There's no question that saturated fats in the diet increase your risk of developing cardiovascular disease. But if you reduce dietary fat intake, what is the best replacement for the abandoned fat calories - carbohydrates or protein?
The usual recommendation for a heart healthy diet contains about 30 percent of calories as fat, 15 to 20 percent of calories as protein, and the remaining 50 percent or so of calories as carbohydrates. Results of the OmniHeart study suggest a better dietary solution.
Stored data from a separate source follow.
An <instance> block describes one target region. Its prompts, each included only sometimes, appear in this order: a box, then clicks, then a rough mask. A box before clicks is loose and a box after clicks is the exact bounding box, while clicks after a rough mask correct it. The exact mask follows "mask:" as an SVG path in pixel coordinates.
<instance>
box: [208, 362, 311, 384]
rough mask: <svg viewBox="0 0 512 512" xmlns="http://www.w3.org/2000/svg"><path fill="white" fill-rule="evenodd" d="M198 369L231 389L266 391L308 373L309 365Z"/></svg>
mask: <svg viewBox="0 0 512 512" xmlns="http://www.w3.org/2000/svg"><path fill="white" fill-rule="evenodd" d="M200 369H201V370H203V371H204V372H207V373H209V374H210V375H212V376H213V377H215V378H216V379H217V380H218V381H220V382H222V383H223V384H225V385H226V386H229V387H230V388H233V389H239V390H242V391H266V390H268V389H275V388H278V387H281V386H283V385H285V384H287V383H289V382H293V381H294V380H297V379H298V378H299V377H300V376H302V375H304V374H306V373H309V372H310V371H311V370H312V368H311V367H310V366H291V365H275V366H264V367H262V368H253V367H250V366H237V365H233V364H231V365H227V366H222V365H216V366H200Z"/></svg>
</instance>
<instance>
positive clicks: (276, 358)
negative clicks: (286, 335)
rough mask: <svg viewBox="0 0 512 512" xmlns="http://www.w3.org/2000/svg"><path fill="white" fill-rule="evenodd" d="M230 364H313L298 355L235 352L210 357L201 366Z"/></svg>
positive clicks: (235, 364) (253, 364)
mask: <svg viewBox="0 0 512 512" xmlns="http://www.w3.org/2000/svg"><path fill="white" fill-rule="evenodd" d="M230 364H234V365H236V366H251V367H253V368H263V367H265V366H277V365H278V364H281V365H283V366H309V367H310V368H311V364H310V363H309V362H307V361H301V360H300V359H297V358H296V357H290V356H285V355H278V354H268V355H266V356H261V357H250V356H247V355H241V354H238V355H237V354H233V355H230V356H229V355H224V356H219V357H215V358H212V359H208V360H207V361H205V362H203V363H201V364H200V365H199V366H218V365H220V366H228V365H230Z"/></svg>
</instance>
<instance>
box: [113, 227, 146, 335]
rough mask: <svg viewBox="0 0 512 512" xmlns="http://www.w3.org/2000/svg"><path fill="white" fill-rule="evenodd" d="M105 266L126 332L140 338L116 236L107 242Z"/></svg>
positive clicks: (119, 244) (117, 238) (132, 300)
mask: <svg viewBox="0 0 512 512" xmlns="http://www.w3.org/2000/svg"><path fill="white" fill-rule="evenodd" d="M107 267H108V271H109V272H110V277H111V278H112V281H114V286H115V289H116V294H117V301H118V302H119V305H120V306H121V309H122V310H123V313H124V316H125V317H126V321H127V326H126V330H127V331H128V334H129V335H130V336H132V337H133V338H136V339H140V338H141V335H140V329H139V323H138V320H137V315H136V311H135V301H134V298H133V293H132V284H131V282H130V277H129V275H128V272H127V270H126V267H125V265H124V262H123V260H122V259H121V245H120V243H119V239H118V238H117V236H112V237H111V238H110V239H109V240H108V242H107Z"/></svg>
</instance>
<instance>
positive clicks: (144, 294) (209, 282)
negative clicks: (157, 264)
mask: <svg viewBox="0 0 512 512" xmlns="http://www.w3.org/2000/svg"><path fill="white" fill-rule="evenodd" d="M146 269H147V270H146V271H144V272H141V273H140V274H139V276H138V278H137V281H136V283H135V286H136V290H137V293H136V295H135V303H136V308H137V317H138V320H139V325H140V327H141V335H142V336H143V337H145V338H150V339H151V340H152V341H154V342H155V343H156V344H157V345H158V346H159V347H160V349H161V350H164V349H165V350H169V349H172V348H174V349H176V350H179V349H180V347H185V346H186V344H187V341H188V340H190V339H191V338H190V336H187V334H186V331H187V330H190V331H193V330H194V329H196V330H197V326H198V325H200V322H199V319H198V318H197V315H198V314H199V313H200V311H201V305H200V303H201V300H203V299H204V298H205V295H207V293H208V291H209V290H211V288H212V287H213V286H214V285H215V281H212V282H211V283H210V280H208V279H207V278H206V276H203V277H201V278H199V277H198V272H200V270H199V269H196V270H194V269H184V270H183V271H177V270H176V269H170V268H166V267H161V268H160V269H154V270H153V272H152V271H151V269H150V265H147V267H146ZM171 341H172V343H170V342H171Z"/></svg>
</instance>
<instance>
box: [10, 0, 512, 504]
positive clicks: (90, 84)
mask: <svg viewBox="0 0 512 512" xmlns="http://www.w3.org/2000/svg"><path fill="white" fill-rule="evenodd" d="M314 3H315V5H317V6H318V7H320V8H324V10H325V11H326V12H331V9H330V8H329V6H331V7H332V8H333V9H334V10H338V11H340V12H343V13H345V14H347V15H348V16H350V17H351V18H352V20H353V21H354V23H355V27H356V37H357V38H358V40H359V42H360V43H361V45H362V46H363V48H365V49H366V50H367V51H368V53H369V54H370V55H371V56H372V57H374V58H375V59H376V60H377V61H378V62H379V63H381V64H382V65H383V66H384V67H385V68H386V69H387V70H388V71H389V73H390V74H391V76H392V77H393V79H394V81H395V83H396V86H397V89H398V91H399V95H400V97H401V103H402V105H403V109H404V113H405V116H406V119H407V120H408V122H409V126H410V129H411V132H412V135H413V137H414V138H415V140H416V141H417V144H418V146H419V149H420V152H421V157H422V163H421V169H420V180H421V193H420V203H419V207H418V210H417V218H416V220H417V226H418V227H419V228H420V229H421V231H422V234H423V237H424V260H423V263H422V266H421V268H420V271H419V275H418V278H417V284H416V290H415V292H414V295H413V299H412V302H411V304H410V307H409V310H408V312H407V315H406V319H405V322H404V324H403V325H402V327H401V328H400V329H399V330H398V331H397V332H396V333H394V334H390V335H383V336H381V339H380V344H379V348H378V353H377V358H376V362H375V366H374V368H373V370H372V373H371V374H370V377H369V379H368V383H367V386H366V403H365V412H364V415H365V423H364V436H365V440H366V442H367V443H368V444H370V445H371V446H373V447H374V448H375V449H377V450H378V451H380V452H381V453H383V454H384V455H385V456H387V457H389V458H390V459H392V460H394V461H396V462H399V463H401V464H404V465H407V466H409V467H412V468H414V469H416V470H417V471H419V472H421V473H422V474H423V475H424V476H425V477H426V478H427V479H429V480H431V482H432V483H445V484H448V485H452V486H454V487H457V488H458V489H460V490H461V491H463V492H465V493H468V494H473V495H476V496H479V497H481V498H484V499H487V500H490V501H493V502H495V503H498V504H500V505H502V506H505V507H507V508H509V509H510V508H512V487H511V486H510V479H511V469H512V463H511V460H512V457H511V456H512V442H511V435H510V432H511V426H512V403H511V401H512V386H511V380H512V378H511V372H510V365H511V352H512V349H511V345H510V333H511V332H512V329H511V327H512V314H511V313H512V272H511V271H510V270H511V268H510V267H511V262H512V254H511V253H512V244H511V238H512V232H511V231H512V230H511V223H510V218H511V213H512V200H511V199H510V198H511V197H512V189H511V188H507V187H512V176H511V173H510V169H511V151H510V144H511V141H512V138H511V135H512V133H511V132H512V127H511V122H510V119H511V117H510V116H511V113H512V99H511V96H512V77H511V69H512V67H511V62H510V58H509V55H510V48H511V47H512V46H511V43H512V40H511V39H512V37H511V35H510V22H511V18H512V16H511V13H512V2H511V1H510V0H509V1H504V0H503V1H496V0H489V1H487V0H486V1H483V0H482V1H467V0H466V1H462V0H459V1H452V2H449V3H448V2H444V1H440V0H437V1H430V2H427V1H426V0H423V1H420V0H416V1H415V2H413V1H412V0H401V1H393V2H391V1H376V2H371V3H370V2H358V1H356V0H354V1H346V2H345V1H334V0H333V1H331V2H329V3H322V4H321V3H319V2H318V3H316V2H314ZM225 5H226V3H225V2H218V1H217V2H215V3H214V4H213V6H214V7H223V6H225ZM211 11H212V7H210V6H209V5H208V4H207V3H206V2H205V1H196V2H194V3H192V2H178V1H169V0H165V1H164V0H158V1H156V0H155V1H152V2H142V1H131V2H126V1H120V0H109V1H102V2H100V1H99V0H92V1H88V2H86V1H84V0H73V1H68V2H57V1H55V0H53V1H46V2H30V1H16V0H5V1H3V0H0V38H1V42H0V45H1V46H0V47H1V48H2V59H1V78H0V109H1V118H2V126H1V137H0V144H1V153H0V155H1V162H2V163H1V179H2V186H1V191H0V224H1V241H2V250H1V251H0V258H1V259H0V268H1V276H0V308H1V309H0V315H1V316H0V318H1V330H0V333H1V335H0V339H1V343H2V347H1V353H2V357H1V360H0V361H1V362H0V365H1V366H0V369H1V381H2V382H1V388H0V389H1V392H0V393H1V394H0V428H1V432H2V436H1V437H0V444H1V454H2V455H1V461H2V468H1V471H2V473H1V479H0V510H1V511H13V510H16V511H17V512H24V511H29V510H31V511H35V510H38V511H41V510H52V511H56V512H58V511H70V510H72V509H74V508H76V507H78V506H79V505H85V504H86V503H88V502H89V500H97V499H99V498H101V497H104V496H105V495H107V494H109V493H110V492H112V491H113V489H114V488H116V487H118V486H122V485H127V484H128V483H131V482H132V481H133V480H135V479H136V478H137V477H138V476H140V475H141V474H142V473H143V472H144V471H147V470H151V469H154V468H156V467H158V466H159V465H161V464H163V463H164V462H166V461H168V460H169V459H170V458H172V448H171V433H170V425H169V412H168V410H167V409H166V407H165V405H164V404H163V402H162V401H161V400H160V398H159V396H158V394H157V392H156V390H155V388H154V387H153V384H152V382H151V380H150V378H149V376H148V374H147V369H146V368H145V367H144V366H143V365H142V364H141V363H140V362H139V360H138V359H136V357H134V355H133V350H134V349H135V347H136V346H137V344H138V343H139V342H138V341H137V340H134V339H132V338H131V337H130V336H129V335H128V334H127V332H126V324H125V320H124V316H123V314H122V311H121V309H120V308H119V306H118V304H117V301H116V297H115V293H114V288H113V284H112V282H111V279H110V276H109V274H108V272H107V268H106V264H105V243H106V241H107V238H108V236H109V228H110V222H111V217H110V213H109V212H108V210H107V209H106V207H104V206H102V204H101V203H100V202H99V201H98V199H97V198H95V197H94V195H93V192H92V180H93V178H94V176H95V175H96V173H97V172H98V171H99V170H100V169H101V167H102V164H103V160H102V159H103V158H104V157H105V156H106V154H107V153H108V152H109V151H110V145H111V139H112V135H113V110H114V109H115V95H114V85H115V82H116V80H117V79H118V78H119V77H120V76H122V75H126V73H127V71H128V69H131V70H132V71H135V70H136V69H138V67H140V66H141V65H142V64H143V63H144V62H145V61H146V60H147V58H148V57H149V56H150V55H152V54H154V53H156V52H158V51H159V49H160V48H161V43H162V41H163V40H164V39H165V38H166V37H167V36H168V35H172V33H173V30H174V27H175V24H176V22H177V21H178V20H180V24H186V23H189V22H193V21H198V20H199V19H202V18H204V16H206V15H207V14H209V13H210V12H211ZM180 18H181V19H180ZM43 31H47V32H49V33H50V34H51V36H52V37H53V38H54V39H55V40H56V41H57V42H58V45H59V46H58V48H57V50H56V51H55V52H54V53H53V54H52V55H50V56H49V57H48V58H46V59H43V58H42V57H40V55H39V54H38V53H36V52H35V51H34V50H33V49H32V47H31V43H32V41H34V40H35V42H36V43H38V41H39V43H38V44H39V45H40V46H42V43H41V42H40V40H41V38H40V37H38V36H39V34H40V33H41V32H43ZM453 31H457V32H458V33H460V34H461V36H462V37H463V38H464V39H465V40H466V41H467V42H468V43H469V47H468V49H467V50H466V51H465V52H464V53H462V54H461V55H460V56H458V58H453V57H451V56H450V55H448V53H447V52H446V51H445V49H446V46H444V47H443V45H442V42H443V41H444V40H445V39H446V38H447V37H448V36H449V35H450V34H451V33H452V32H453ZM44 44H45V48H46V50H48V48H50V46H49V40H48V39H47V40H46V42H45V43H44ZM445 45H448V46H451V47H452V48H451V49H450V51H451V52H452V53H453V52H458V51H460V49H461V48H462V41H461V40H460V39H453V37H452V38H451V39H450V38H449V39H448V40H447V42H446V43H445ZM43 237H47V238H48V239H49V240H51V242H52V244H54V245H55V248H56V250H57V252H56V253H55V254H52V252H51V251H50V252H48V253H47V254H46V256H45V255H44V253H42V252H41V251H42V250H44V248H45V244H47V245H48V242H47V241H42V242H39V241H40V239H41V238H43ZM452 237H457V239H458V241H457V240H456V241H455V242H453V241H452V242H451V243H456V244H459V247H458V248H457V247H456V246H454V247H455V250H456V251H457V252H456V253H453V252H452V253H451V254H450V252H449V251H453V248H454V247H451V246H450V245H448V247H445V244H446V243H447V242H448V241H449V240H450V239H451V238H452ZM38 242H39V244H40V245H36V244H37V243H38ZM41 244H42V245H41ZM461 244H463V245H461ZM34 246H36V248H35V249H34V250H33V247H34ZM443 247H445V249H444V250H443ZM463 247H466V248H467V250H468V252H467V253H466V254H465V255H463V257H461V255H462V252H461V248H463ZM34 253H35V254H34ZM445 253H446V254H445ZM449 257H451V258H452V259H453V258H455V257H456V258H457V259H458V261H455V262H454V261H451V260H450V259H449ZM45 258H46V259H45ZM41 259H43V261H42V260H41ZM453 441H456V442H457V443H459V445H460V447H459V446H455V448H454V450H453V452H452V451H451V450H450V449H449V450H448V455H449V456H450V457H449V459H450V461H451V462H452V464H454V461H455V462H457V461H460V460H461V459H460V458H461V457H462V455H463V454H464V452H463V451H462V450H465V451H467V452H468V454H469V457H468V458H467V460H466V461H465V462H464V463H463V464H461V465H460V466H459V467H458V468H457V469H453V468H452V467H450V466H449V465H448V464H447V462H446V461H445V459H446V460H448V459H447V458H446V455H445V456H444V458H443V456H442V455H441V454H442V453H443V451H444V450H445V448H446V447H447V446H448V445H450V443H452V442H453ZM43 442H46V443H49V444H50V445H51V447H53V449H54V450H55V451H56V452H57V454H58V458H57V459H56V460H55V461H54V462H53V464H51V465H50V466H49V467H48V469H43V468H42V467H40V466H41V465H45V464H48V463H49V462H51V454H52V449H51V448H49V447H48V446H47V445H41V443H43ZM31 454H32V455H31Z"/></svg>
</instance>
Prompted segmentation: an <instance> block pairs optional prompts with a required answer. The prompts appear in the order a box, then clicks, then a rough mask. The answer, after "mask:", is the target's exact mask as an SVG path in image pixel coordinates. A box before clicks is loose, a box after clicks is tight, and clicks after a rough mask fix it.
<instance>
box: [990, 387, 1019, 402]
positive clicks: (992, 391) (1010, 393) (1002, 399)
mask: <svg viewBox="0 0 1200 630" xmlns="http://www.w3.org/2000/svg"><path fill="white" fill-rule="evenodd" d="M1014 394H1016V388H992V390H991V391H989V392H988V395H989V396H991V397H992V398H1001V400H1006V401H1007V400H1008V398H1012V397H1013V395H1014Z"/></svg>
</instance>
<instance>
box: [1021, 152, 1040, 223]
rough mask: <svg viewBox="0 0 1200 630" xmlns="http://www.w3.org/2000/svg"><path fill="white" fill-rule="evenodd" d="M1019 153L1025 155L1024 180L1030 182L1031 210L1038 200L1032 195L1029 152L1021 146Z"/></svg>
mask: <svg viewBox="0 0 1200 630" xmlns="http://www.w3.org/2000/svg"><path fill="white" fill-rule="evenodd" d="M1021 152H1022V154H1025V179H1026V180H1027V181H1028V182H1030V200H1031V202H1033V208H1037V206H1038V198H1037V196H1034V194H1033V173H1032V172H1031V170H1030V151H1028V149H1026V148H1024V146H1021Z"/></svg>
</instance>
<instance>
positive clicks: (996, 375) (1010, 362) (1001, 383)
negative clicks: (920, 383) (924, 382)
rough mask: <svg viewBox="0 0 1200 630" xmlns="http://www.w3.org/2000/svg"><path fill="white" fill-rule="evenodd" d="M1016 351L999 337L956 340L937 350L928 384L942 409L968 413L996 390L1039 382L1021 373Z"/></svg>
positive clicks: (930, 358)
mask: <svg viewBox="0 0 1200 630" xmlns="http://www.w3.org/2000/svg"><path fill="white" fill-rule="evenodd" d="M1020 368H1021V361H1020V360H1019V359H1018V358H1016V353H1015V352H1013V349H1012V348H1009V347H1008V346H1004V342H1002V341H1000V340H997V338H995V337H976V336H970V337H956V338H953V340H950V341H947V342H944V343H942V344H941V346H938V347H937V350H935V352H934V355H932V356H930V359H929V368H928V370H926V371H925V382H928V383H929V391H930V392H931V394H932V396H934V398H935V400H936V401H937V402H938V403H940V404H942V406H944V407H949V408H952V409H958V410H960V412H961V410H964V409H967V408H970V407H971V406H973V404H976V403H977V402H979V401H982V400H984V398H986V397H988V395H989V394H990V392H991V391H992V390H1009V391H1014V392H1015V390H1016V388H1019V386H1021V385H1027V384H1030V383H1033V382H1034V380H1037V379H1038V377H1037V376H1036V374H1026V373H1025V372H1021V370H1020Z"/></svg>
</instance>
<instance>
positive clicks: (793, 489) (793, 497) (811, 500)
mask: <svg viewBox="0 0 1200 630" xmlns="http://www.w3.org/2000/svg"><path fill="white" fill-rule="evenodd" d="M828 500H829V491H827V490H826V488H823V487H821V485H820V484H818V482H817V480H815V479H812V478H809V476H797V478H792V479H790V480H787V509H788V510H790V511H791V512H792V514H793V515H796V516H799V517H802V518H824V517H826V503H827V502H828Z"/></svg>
The researchers compared the effects of three different diets on coronary risk factors. All were low in saturated fat, cholesterol, and sodium. One diet was high in carbohydrates; the other two replaced about 10 percent of the carbohydrates with either protein or monounsaturated fats. The added proteins came largely from plant sources like beans, nuts, seeds, and some grains. Olive and canola oils, along with certain nuts and seeds, were the major components added in the monounsaturated-enriched diet.
Each of the 164 healthy adult participants ate all of their foods from one of the three diets for 6 weeks. After a break for about 2 to 4 weeks, they started a 6-week period with one of the other diets, until they all had eaten all three diets.
While all three diets lowered cholesterol levels and blood pressure compared to diets containing more saturated fat and sodium, the two diets that replaced 10 percent of the carbohydrates reduced these risk factors even more than the one containing more carbohydrates.
The authors of the study state that low-carbohydrate diets, like the Atkins diet and its imitators, are unhealthy because they replace carbohydrates with high saturated fat and animal proteins.
These findings support the need to avoid saturated fats and emphasize the benefits of monounsaturated fats and plant-based proteins.